La Lista del Pueblo acaba de derramar la gota que colma el vaso. Después de la rocambolesca elección de su candidato presidencial, luego del desfile ante el Servel y después de los discursos (primera vez que un mapuche aspiraba a la presidencia, por fin un sector marginado desafiaba formalmente a la élite, la refundación de Chile comenzaba, etcétera, etcétera), resultó que todo era un fraude, una picaresca, una torpe trampa.
Miles de firmas habían sido dibujadas ante un notario, y una notaría, inexistentes.
El hecho posee una obvia significación delictual, pero sobre todo política.
Y es más grave de lo que aparenta.
A fin de cuentas, la Lista del Pueblo es, al menos desde el punto de vista numérico, una fuerza política con amplia presencia en la Convención Constitucional. A quienes la integran está entregada en una medida importante el dibujo de nuestra comunidad cívica, las reglas que configurarán el poder, los derechos que inmunizarán a los ciudadanos frente a la injerencia no consentida, el régimen de gobierno, etcétera. Y lo que acaba de ocurrir con su candidato (que se suma a otros tropiezos y, todo hay que decirlo, a algunas payasadas) hace dudar de la competencia de sus integrantes para estar a la altura de esa tarea.
No se trata de competencia intelectual. El problema es más sutil.
Para participar de una actividad institucional (como una elección presidencial o el diseño de una Constitución) es imprescindible conocer las reglas tácitas o implícitas que la configuran y tener lealtad hacia ellas. Ocurre en esta materia lo mismo que con un juego.
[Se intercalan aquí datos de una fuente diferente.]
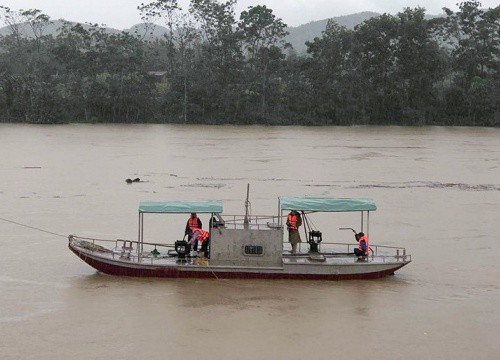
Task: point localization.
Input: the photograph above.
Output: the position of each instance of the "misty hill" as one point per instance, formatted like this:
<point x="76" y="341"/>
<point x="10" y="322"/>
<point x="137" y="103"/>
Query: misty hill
<point x="297" y="35"/>
<point x="307" y="32"/>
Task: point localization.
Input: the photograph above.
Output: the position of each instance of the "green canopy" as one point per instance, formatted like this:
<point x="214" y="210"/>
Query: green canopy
<point x="326" y="204"/>
<point x="180" y="207"/>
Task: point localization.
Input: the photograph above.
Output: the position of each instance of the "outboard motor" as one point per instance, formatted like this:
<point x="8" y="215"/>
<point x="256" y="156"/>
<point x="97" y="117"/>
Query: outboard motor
<point x="315" y="238"/>
<point x="182" y="248"/>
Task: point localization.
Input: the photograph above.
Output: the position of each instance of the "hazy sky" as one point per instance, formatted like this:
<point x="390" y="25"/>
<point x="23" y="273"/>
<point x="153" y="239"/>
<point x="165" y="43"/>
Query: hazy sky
<point x="122" y="14"/>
Pretender jugar fútbol o ajedrez sin cumplir las reglas es desconocer que estas últimas son las que configuran el juego y que al margen de ellas este último no existe y pasa a ser otra cosa. Jugar es respetar reglas. Y lo mismo puede decirse de la política democrática. Pretender participar de esta última a punta de empujones, actos expresivos, rondas, funas, trampas o cancelaciones, como lo ha hecho la Lista del Pueblo, y hacerlo a costa del diálogo y la deliberación racional, no es lo mismo que hacer política democrática.
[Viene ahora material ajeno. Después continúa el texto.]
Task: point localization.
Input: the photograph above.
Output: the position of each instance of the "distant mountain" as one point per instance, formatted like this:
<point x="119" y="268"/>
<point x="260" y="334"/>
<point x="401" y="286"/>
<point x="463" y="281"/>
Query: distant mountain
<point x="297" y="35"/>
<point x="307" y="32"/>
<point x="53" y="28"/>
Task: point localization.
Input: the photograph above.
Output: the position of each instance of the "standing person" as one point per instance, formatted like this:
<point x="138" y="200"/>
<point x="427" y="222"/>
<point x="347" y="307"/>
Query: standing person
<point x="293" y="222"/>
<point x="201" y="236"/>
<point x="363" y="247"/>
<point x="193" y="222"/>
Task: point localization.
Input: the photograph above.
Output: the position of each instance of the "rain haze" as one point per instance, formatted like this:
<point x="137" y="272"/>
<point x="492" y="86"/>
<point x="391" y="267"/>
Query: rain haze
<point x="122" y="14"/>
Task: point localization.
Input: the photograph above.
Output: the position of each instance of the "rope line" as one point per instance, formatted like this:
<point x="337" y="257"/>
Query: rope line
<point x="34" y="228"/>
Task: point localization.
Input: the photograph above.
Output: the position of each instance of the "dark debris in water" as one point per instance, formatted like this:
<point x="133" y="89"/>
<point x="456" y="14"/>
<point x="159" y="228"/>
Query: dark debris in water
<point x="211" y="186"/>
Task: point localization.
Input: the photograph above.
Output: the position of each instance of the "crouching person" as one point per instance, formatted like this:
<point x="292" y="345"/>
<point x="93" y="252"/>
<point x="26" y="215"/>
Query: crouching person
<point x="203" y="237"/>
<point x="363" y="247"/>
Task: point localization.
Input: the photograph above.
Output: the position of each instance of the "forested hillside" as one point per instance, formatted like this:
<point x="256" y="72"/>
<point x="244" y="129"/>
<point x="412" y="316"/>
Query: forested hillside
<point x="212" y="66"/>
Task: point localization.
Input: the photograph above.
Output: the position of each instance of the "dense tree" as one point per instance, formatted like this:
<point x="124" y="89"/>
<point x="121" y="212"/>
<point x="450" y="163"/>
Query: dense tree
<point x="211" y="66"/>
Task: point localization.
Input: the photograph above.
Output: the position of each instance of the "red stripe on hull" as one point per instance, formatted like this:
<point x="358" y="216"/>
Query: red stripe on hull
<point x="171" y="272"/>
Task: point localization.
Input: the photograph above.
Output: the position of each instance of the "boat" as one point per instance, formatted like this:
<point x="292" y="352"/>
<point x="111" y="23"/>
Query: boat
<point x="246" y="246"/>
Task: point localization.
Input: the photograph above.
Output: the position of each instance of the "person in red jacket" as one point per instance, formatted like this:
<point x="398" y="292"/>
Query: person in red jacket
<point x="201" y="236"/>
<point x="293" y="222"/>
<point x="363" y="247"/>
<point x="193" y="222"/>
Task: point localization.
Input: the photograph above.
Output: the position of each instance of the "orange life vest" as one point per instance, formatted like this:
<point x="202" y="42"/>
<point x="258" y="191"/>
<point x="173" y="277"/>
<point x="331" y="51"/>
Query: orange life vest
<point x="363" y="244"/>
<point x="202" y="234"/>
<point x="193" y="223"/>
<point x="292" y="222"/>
Habría que averiguar a qué equivale.
Es verdad, como observó Ernesto Laclau, un brillante intelectual argentino de amplia influencia en el mundo académico (lo que no es lo mismo que decir cabalmente entendido por el mundo académico), que la nuestra es una sociedad dislocada, una sociedad que ha perdido su centro, desperdigándose en múltiples actores e identidades. Ni la sociedad, ni la política que intenta conducirla, es la misma de hace unas décadas. La sociedad ya no semeja una nave conducida por un piloto, ni la política está inspirada por la ideología que declama sus discursos ante el gran tribunal de la historia. En vez de eso, en la sociedad proliferan demandas de diversa índole y ya nadie cree que la historia cuenta con un guion que hay que interpretar.
Esa -una sociedad dislocada- es la tierra y el abono gracias al que ha brotado la Lista del Pueblo.
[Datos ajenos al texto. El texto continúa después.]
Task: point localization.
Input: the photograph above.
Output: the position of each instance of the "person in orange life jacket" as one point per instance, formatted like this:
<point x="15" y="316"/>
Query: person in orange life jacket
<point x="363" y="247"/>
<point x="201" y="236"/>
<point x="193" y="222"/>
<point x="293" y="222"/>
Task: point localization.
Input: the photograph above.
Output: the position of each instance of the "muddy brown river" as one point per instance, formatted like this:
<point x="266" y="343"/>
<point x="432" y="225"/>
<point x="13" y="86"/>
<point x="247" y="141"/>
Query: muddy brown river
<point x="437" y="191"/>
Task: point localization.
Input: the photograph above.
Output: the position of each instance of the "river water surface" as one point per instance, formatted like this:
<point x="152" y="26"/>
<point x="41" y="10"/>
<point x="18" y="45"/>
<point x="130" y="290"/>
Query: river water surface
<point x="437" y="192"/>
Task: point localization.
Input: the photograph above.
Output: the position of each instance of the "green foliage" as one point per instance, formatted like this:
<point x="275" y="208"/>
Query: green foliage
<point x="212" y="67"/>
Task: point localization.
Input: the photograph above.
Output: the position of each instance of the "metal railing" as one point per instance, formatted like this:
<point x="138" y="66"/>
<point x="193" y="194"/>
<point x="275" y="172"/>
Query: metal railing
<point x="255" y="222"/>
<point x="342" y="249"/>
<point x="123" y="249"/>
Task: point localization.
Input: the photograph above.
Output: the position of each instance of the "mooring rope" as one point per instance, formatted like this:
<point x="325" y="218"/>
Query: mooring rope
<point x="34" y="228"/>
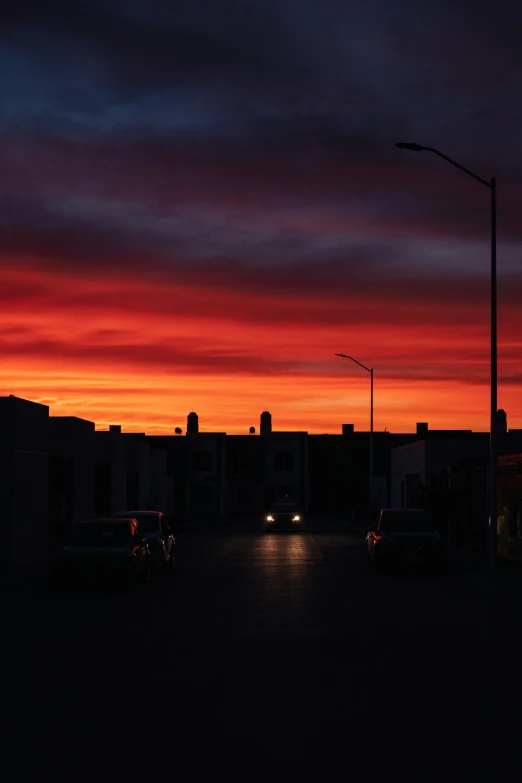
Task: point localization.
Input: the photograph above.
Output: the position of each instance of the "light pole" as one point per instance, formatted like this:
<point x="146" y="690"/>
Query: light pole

Pero eso no la excusa de contar con ideas razonadas, esfuerzos para exponerlas y disposición a escuchar las ajenas.
Porque, como el mismo Laclau observó (y vale la pena subrayarlo, porque él es quien ha inspirado a parte de la izquierda chilena), hoy las ideas son más necesarias que nunca justamente para constituir al pueblo. Porque el pueblo, dijo este autor, no existe: hay que configurarlo en torno a ciertas ideas que sean capaces de aglutinar, de catalizar, las heterogéneas demandas que existen en la sociedad dislocada y así contener y orientar los propios impulsos.
Hasta ahora, sin embargo, la Lista del Pueblo es una sumatoria, un agregado de malestares y demandas, pero no un conjunto de ideas capaces de conferir un sentido a la totalidad. Para tener ideas o siquiera simular que se las tiene no basta la ejecución de actos expresivos que irritan al público ilustrado (la tía Pikachú y el Dinosaurio, rondas en los jardines del Congreso cantando a Víctor Jara, vestimentas notorias, eslóganes predecibles y cosas así), sino que es necesario un trabajo intelectual y una práctica que aún no asoma.
Mientras ello no ocurra, la Lista del Pueblo seguirá siendo un conjunto de intereses enredado en rencillas electorales, desordenado a la hora de rendir cuentas, confuso, y, lo que es peor, expuesto a audaces capaces de cualquier trampa: gente que imagina que se puede maquillar a un finado para empinarse a una candidatura presidencial.